Friday, July 13, 2012

Checking In

“And the day came when the risk to remain tight in a bud was more painful than the risk it took to blossom.”

I have been the living embodiment of this idea for the last seven months.
In December, my husband of seven years announced that he was unhappy and leaving. However, because of finical reasons, convenience and children, he didn’t physically leave until the beginning of April. Looking back, emotionally and soulfully, we parted ways long before December.

I have been ok with his leaving. Honestly. The greatest difficult has been watching my girls try to wrap their seven and eight year old heads around adult issues; extra responsibilities around the house (yard and pool maintenance); and getting all of my financial messes cleaned up and moving in the right direction.
As for the marriage, I hate to sound negative, but remained curled up in the bud state, unable to grow and blossom, was infinitely more difficult than the decision to go it alone – to blossom as Nicole. There is a an amazing feeling of freedom in being able to be myself without censorship or apology.

Where am I going with all of this? My Soul to Skin Project seemed to take off and converge in the midst of a million things going on in my life. School let out for the summer, and instead of camp this year, Em and Ella have been home with me full time. Time with them is fantastic, but it leaves little opportunity for me to sit and focus on my writing. In addition, I have a full-part time job with the newspaper that occupies a significant amount of my time. Prior to beginning this project, I also promised to help co-author another book with a very dear friend.
While this was never part of my plan, I confess I have fallen in love with the most amazing man I have ever met. Navigating these waters has been blissfully frightening.

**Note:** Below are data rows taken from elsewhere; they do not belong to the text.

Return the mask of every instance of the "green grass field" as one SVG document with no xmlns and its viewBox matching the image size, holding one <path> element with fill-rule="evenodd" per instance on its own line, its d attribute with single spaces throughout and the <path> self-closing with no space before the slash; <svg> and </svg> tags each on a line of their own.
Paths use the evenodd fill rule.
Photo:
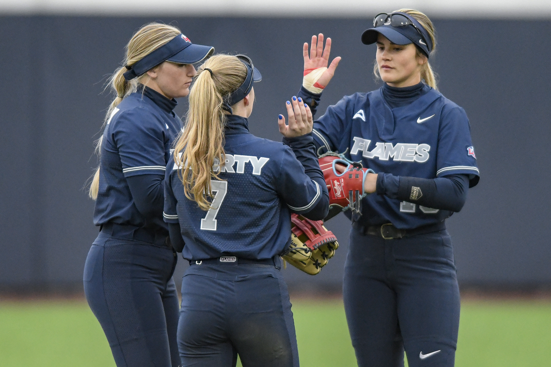
<svg viewBox="0 0 551 367">
<path fill-rule="evenodd" d="M 342 301 L 293 304 L 302 367 L 356 365 Z M 550 365 L 550 350 L 551 303 L 462 304 L 456 366 Z M 115 363 L 85 302 L 35 301 L 0 303 L 0 366 L 115 367 Z"/>
</svg>

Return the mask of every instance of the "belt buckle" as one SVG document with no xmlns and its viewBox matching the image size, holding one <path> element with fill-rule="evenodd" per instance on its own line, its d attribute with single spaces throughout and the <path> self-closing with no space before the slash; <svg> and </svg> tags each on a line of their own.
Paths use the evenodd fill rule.
<svg viewBox="0 0 551 367">
<path fill-rule="evenodd" d="M 381 224 L 381 237 L 382 237 L 383 239 L 393 239 L 394 237 L 385 237 L 385 234 L 383 233 L 383 228 L 385 226 L 392 226 L 392 223 L 385 223 L 384 224 Z"/>
</svg>

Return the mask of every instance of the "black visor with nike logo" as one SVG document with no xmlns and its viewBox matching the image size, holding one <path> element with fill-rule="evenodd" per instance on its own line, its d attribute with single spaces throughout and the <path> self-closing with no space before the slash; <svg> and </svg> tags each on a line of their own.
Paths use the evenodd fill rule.
<svg viewBox="0 0 551 367">
<path fill-rule="evenodd" d="M 395 17 L 394 15 L 399 17 Z M 377 18 L 380 18 L 379 20 L 383 21 L 377 21 Z M 395 19 L 395 18 L 396 19 Z M 404 18 L 405 21 L 399 21 L 399 18 Z M 382 24 L 378 25 L 380 23 L 382 23 Z M 374 24 L 375 23 L 377 25 L 374 28 L 366 30 L 362 34 L 361 42 L 364 45 L 375 43 L 379 34 L 381 34 L 395 45 L 408 45 L 413 43 L 419 47 L 427 58 L 429 57 L 430 51 L 433 50 L 430 36 L 428 32 L 413 17 L 404 13 L 397 12 L 391 14 L 382 13 L 375 17 Z"/>
</svg>

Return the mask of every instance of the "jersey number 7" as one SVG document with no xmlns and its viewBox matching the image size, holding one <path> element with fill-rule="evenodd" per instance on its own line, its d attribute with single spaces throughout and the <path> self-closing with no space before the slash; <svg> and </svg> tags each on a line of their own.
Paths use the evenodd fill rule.
<svg viewBox="0 0 551 367">
<path fill-rule="evenodd" d="M 207 216 L 201 220 L 201 229 L 216 231 L 216 216 L 220 207 L 222 206 L 224 198 L 228 192 L 228 181 L 210 180 L 210 187 L 214 194 L 214 198 L 210 205 L 211 208 L 207 212 Z"/>
</svg>

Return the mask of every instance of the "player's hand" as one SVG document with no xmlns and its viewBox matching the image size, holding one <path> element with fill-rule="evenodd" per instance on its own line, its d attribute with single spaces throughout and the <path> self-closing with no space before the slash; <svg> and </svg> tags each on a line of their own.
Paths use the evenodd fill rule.
<svg viewBox="0 0 551 367">
<path fill-rule="evenodd" d="M 323 47 L 323 35 L 320 33 L 317 37 L 312 36 L 312 43 L 310 46 L 310 55 L 308 54 L 308 43 L 305 43 L 302 46 L 302 55 L 304 56 L 304 70 L 327 68 L 327 70 L 321 75 L 317 83 L 324 87 L 327 86 L 329 81 L 335 74 L 337 65 L 341 61 L 341 57 L 337 56 L 331 62 L 328 67 L 329 54 L 331 52 L 331 39 L 328 38 Z"/>
<path fill-rule="evenodd" d="M 335 165 L 335 169 L 339 173 L 342 173 L 346 171 L 347 167 L 341 165 Z M 364 181 L 364 192 L 366 194 L 372 194 L 377 191 L 377 174 L 368 173 L 368 177 Z"/>
<path fill-rule="evenodd" d="M 368 177 L 364 181 L 364 192 L 371 194 L 377 191 L 377 174 L 368 173 Z"/>
<path fill-rule="evenodd" d="M 289 125 L 285 124 L 285 117 L 279 115 L 278 125 L 279 132 L 285 138 L 295 138 L 312 132 L 314 119 L 310 107 L 300 98 L 293 97 L 285 103 Z"/>
</svg>

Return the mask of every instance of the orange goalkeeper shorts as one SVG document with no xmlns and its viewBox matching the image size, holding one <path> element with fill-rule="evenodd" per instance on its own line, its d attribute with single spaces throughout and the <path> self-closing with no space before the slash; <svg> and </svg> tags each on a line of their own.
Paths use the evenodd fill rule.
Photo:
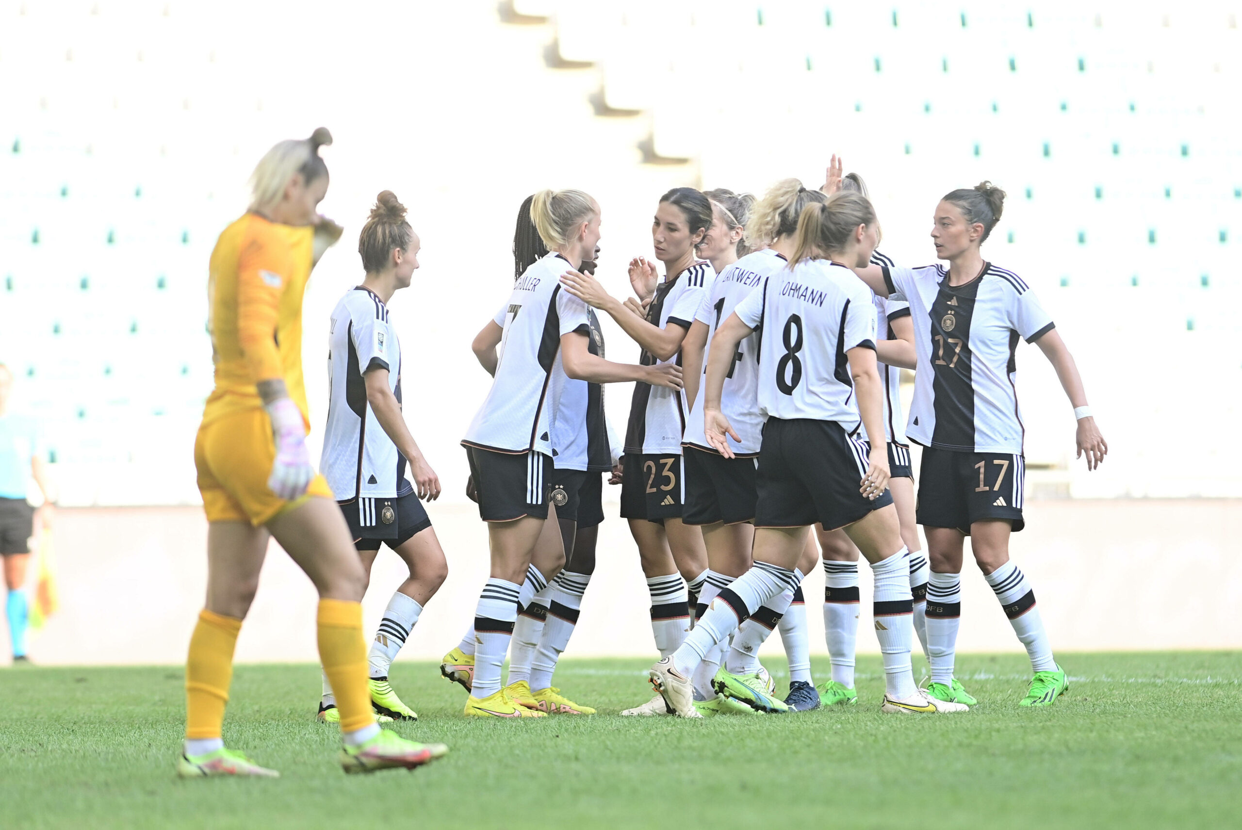
<svg viewBox="0 0 1242 830">
<path fill-rule="evenodd" d="M 272 422 L 262 409 L 215 417 L 199 427 L 194 466 L 209 522 L 266 524 L 312 496 L 335 501 L 328 481 L 315 475 L 306 495 L 286 501 L 267 486 L 276 460 Z"/>
</svg>

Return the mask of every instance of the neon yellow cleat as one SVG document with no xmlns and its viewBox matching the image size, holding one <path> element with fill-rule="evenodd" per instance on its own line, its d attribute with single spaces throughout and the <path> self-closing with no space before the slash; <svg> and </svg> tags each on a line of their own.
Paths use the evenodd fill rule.
<svg viewBox="0 0 1242 830">
<path fill-rule="evenodd" d="M 534 698 L 534 695 L 530 693 L 530 683 L 524 680 L 519 680 L 515 683 L 509 683 L 508 686 L 504 687 L 503 691 L 504 696 L 510 701 L 513 701 L 514 703 L 517 703 L 518 706 L 524 706 L 528 709 L 539 708 L 539 701 L 537 701 Z"/>
<path fill-rule="evenodd" d="M 181 755 L 176 762 L 180 778 L 217 778 L 220 775 L 252 775 L 255 778 L 279 778 L 274 769 L 260 767 L 240 752 L 221 747 L 201 755 Z"/>
<path fill-rule="evenodd" d="M 446 680 L 461 683 L 467 692 L 474 685 L 474 655 L 468 655 L 461 649 L 453 649 L 440 661 L 440 673 Z"/>
<path fill-rule="evenodd" d="M 388 677 L 368 680 L 366 686 L 371 690 L 371 708 L 375 709 L 375 714 L 386 714 L 394 721 L 419 719 L 417 712 L 402 703 L 392 691 Z"/>
<path fill-rule="evenodd" d="M 555 686 L 532 692 L 532 698 L 535 701 L 535 708 L 548 714 L 595 714 L 595 709 L 590 706 L 561 697 L 560 690 Z"/>
<path fill-rule="evenodd" d="M 415 743 L 389 729 L 356 747 L 342 747 L 340 768 L 347 773 L 374 773 L 380 769 L 414 769 L 448 754 L 442 743 Z"/>
<path fill-rule="evenodd" d="M 528 709 L 520 703 L 515 703 L 509 700 L 509 696 L 504 693 L 502 688 L 494 695 L 488 695 L 483 700 L 478 700 L 473 695 L 466 698 L 466 711 L 467 717 L 483 717 L 483 718 L 543 718 L 548 717 L 544 712 L 538 712 L 535 709 Z"/>
<path fill-rule="evenodd" d="M 319 703 L 319 713 L 314 716 L 314 719 L 319 723 L 340 723 L 340 712 L 337 709 L 335 703 L 328 703 L 324 706 L 323 702 Z M 386 714 L 376 714 L 376 723 L 392 723 L 392 718 Z"/>
</svg>

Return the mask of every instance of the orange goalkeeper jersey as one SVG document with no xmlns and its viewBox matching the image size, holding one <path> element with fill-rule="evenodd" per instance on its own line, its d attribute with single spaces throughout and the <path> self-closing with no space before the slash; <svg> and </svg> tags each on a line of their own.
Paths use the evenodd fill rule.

My tendency has always been to take on many projects at the same time, and somehow I manage to accomplish everything I set out to do (because I am driven, ambitious, tenacious, and perfectionist) no matter how long it might take me to get it done.
Here is where I am going with this: I am asking for your patience. My passion for this project has in no way dwindled. My mind has simply been focused on many things simultaneously. Each and every person I have had the pleasure of speaking with, I assure you, will have his and her stories told. And I know there are more people out there with whom I cannot wait to connect.

Don’t lose faith in me or this project. Keep checking back. Contact me to schedule a time to talk and interview. Like me, this project is a work in progress. Because it is mine, I do not have any definitive deadlines. I am enjoying the process of meeting people, talking with them, transcribing our interviews, writing up their stories and sharing them with the world. If we haven’t yet met or spoken, I hope you will allow me the privilege of hearing and sharing your story or stories.
I have recently gotten over a few personal hurtles that will allow me more time for this project … the freedom to continue to grow and blossom. I invite you and hope you will remain on this journey with me.